Complete step-by-step answer:
The capacitance of the given capacitors is as follows:
The capacitance of the capacitor 1: $1\mu F$
The capacitance of the capacitor 2: $2\mu F$
The capacitance of the capacitor 3: $3\mu F$
The capacitance of the capacitor 4: $6\mu F$
The capacitance of the capacitor 5: $5\mu F$
In the second and the third figure, the circuit branch containing the fifth capacitor lies in the between the two junctions which join the branches containing first and second capacitors and the branches containing third and fourth capacitors.
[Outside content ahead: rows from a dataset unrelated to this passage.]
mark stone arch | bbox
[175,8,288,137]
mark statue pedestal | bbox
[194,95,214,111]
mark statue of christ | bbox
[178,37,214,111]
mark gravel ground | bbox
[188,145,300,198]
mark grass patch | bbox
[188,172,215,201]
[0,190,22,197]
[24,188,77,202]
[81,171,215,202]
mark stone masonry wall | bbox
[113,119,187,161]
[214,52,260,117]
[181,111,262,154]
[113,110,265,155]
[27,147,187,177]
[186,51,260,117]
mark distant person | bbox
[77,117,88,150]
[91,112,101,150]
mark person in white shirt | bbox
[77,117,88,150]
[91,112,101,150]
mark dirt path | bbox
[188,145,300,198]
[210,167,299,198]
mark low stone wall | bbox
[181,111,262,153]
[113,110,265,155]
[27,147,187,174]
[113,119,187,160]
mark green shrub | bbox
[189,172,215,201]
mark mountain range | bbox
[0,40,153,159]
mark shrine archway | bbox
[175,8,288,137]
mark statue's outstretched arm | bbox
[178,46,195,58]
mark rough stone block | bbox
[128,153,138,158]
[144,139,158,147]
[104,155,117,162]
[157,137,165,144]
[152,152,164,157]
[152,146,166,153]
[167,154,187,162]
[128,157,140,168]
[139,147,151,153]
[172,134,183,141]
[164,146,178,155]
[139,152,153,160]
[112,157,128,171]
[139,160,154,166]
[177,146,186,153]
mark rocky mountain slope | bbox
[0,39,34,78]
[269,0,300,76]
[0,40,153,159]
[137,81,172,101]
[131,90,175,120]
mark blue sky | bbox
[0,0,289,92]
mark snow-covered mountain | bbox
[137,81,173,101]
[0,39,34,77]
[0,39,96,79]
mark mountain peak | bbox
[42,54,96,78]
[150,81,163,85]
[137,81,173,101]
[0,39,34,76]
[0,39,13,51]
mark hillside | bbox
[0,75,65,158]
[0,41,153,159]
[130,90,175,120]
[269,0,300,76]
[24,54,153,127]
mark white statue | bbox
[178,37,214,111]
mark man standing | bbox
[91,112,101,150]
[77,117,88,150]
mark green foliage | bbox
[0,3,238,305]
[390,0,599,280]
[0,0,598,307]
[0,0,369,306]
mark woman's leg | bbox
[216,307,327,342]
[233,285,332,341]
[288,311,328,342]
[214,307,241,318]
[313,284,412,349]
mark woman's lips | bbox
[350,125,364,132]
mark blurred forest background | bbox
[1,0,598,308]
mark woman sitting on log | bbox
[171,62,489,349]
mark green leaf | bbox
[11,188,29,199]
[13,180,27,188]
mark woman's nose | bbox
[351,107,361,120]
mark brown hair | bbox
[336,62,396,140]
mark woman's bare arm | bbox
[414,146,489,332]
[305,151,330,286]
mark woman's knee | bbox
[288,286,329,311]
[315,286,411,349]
Thus, on the rearranging the circuit branches in the diagrams while keeping the connections intact, we can obtain the first circuit diagram.
Hence it is correct to say that the three circuit diagrams are all identical to one another.
Finding the net capacitance of the assembly:
We can observe that the ratios of the first capacitor to the second capacitor equals to the ratio of the third capacitor to the fourth capacitor, thereby establishing the equilibrium condition of the Wheatstone bridge such that no charge or current flows through the middle branch containing the fifth capacitor.
i.e. $\dfrac{{{C}_{1}}}{{{C}_{2}}}=\dfrac{{{C}_{3}}}{{{C}_{4}}}$
$\dfrac{1}{2}=\dfrac{3}{6}$
Hence the entire middle branch containing the fifth capacitor can be neglected completely while solving to find the net capacitance of the system.
Now it can be observed that the first and the third capacitors are in series connection with one another while the second and the fourth capacitors are in series connection with one another.
The resultant capacitance of the first pair is:
${{C}^{'}}={{[\dfrac{1}{{{C}_{1}}}+\dfrac{1}{{{C}_{3}}}]}^{-1}}$
$\Rightarrow {{C}^{'}}=[\dfrac{{{C}_{1}}\times {{C}_{3}}}{{{C}_{1}}+{{C}_{3}}}]$
$\Rightarrow {{C}^{'}}=[\dfrac{1\times 3}{1+3}]$
$\Rightarrow {{C}^{'}}=\dfrac{3}{4}$
The resultant capacitance of the second pair is:
$C={{[\dfrac{1}{{{C}_{2}}}+\dfrac{1}{{{C}_{4}}}]}^{-1}}$
$\Rightarrow C=[\dfrac{{{C}_{2}}\times {{C}_{4}}}{{{C}_{2}}+{{C}_{4}}}]$
\[\Rightarrow C=[\dfrac{2\times 6}{6+2}]\]
$\Rightarrow C=[\dfrac{12}{8}]$
The resultant capacitances of the 2 pairs are in parallel connection to one another.
Hence the net capacitance of the system will be:
${{C}_{net}}=C+{{C}^{'}}$
$\Rightarrow {{C}_{net}}=\dfrac{12}{8}+\dfrac{3}{4}$
$\Rightarrow {{C}_{net}}=\dfrac{6}{4}+\dfrac{3}{4}$
$\Rightarrow {{C}_{net}}=\dfrac{9}{4}\mu F=2.25\mu F$
Hence the equivalent capacitance of the given electrical circuit system is $2.25\mu F$.

Note: Capacitance of a given system can be defined as the ability of that system to store an electric charge.
This could be achieved by means of an electrical device, consisting of one or more pairs of conductors separated by an insulator. This device is known as a Capacitor.
The capacitance of a capacitor is directly proportional to charge stored by it and inversely proportional to voltage applied across it.
i.e. $C=\dfrac{Q}{V}$